The New York Attorney General has entered into a settlement with UnitedHealth Group , the largest insurer in New York, concerning the method it used to calculate reimbursement for out-of-network services.
When an insured goes out of network, he receives a bill from the provider and the insurer customarily pays a percentage, say 70 or 80%, of what it has determined to be a usual and customary rate (UCR) for the service.
In determining the UCR, United Health relied on data provided by a company named Ingenix that it owned and controlled. The result was that it determined low UCR’s and insureds were routinely had to pay a larger share of their medical expenses than they should have.
Under the settlement, United Health will pay $50 million to finance the creation of a new database.
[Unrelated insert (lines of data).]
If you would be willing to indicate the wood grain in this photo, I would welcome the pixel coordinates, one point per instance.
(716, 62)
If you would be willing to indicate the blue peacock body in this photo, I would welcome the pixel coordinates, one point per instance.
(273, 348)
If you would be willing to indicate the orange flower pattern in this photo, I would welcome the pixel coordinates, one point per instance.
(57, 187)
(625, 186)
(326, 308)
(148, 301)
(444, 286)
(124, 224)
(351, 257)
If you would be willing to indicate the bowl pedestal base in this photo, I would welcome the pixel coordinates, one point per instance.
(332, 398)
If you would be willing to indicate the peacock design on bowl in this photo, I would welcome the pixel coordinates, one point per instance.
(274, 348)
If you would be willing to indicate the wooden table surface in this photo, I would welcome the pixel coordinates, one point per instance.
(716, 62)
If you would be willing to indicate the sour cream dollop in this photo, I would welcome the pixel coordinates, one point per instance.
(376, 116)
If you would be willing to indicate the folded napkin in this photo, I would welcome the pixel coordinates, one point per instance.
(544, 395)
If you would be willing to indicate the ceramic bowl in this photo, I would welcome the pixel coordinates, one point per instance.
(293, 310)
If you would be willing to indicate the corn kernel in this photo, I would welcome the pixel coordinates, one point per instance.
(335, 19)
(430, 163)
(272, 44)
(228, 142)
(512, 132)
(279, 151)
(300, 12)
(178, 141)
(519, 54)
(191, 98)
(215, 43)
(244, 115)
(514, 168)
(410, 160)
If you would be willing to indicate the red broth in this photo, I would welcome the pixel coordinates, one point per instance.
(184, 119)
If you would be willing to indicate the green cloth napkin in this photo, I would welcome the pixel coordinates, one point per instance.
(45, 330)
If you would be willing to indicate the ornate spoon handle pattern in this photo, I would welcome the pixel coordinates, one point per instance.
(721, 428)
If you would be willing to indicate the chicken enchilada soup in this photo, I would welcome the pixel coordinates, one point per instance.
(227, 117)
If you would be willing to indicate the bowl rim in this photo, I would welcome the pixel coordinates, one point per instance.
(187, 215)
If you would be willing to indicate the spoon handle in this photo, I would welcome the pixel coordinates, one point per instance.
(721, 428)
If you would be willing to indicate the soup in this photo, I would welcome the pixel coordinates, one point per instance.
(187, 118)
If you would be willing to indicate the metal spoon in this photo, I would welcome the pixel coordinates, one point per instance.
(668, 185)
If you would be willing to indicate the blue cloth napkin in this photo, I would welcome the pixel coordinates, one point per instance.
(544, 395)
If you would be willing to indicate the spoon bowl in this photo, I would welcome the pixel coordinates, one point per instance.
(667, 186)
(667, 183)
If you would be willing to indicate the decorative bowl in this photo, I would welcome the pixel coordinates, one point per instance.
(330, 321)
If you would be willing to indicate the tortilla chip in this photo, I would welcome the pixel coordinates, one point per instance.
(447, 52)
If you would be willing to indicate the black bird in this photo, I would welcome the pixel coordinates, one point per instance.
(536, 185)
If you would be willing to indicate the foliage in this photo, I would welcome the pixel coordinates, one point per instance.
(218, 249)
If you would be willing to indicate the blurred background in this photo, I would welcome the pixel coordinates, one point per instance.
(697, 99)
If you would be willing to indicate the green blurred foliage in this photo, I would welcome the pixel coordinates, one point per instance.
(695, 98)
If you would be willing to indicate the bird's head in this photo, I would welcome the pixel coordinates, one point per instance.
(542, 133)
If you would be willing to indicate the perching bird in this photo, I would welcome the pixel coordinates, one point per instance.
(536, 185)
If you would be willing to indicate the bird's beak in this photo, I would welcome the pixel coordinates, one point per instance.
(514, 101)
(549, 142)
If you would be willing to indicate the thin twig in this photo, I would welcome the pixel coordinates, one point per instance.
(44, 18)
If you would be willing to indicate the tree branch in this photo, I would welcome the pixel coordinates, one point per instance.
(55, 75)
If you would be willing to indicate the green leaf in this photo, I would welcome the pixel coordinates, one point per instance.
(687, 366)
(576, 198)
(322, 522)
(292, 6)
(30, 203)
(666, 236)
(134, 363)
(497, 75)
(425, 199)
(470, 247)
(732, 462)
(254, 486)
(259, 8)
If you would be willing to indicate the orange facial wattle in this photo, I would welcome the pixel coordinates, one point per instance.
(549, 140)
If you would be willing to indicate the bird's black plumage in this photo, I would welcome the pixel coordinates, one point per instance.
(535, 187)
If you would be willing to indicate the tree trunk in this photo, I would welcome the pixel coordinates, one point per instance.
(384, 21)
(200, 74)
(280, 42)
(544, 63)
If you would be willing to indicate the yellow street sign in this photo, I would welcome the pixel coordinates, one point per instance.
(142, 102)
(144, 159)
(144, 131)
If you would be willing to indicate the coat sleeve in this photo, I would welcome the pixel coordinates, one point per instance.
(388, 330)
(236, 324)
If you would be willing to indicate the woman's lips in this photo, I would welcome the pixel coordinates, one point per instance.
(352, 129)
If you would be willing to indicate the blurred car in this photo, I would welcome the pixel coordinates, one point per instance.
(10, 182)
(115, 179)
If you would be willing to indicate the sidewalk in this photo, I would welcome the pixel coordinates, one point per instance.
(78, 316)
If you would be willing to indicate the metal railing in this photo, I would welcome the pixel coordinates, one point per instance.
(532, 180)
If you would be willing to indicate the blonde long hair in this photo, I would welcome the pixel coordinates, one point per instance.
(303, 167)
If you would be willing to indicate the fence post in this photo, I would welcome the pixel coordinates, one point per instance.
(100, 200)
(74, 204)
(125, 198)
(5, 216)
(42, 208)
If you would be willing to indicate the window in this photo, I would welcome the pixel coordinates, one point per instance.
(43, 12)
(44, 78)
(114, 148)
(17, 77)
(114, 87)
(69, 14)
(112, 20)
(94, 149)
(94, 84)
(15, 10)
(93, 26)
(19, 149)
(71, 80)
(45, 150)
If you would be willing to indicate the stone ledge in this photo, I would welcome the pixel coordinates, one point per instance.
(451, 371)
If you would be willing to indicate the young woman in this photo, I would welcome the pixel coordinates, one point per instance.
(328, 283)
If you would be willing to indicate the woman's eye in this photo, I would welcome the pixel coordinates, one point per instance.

It will not have to reimburse its insureds but there is a class action pending.
The New York Times reports:
Mary Jerome, a professor at Columbia who was found to have ovarian cancer in 2006, said she had been left with unreimbursed medical bills amounting to tens thousands of dollars. Her complaints to the attorney general’s office helped spur the investigation.
Ms. Jerome, who said she had been treated at Memorial Sloan Kettering, in large part because her primary care physician recommended the hospital, expected she would have to pay no more than her $3,000 deductible for going out of network. But she said she had soon been swamped with bills that left her $70,000 to $80,000 in debt.
She found herself trying to decipher bills with more than 200 line items.
“You’re lying there in a morphine grip with someone draining your lungs, trying to figure this out, and you just cannot,” she said. “It cannot be done.”
Sick people poring over indecipherable medical bills… universal healthcare, anyone?